Some 11,000 people will carry the Olympic torch, and among them, 3,000 will do it within a relay leg featuring 24 bearers, two of them being captained by Flessel, the two-time fencing gold medalist in 1996, and Lacourt, the five-time swimming world champion.
Pascal Gentil, a taekwondo bronze medalist in 2000 and 2004, will also be a relay captain.
“It’s a huge honor to be the captain of a relay team made up of young people, volunteers, judges, seniors … and with equal numbers of men and women,” Gentil said.
The names of individual torchbearers will be announced Monday, Paris 2024 organizers said.
Greek Olympic rowing champion Stefanos Ntouskos will be the first torchbearer after the lighting ceremony in ancient Olympia.
The Olympic flame will be lit in Greece’s Olympia, birthplace of the ancient Games, on April 16 in a traditional ceremony with an actress playing a high priestess igniting the torch using a parabolic mirror and the sun.

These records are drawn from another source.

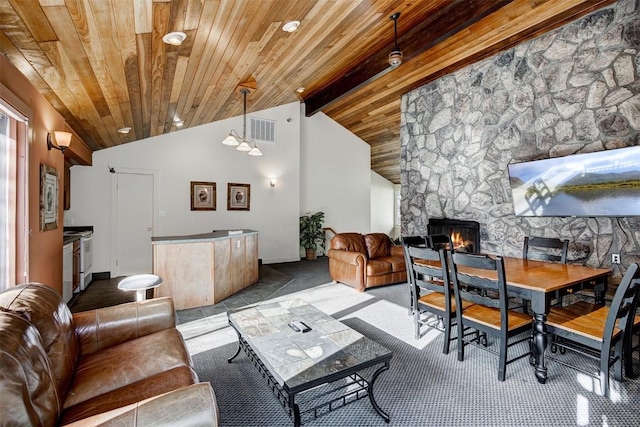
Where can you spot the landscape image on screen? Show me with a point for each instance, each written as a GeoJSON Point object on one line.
{"type": "Point", "coordinates": [604, 183]}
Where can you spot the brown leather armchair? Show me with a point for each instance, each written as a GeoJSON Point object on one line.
{"type": "Point", "coordinates": [125, 365]}
{"type": "Point", "coordinates": [365, 261]}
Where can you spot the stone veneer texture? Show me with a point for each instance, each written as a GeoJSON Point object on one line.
{"type": "Point", "coordinates": [573, 90]}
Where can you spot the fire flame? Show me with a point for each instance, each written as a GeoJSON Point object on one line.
{"type": "Point", "coordinates": [456, 240]}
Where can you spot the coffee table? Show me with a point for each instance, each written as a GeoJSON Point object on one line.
{"type": "Point", "coordinates": [311, 373]}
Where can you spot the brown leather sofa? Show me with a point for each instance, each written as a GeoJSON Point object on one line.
{"type": "Point", "coordinates": [366, 260]}
{"type": "Point", "coordinates": [125, 365]}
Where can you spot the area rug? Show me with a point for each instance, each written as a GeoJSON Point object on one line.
{"type": "Point", "coordinates": [423, 386]}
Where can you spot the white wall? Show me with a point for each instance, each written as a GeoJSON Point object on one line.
{"type": "Point", "coordinates": [382, 205]}
{"type": "Point", "coordinates": [196, 154]}
{"type": "Point", "coordinates": [335, 176]}
{"type": "Point", "coordinates": [319, 166]}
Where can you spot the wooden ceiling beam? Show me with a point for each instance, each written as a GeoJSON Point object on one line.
{"type": "Point", "coordinates": [428, 33]}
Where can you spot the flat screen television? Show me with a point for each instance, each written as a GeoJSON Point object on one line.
{"type": "Point", "coordinates": [604, 183]}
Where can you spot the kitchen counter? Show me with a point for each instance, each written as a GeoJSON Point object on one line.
{"type": "Point", "coordinates": [69, 239]}
{"type": "Point", "coordinates": [203, 269]}
{"type": "Point", "coordinates": [214, 235]}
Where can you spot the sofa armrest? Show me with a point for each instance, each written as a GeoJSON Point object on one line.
{"type": "Point", "coordinates": [188, 406]}
{"type": "Point", "coordinates": [352, 258]}
{"type": "Point", "coordinates": [105, 327]}
{"type": "Point", "coordinates": [397, 251]}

The high priestess will pass the flame to Ntouskos, who won gold in the men’s single sculls at the Tokyo Games in 2021, at the edge of the ancient Olympic stadium in Olympia.
After an 11-day relay across mainland Greece and seven of its islands, with the help of 600 torchbearers, the flame will be handed over to Paris Games organizers in Athens on April 26, with water polo Olympic silver medalist Ioannis Fountoulis as the final torchbearer before the handoff.
The flame will depart on board a three-masted ship, the Belem, for the port city of Marseille, where the sailing competitions at the Olympics will take place, for the start of the French leg of the relay.
The Paris Olympics will be held from July 26-Aug. 11.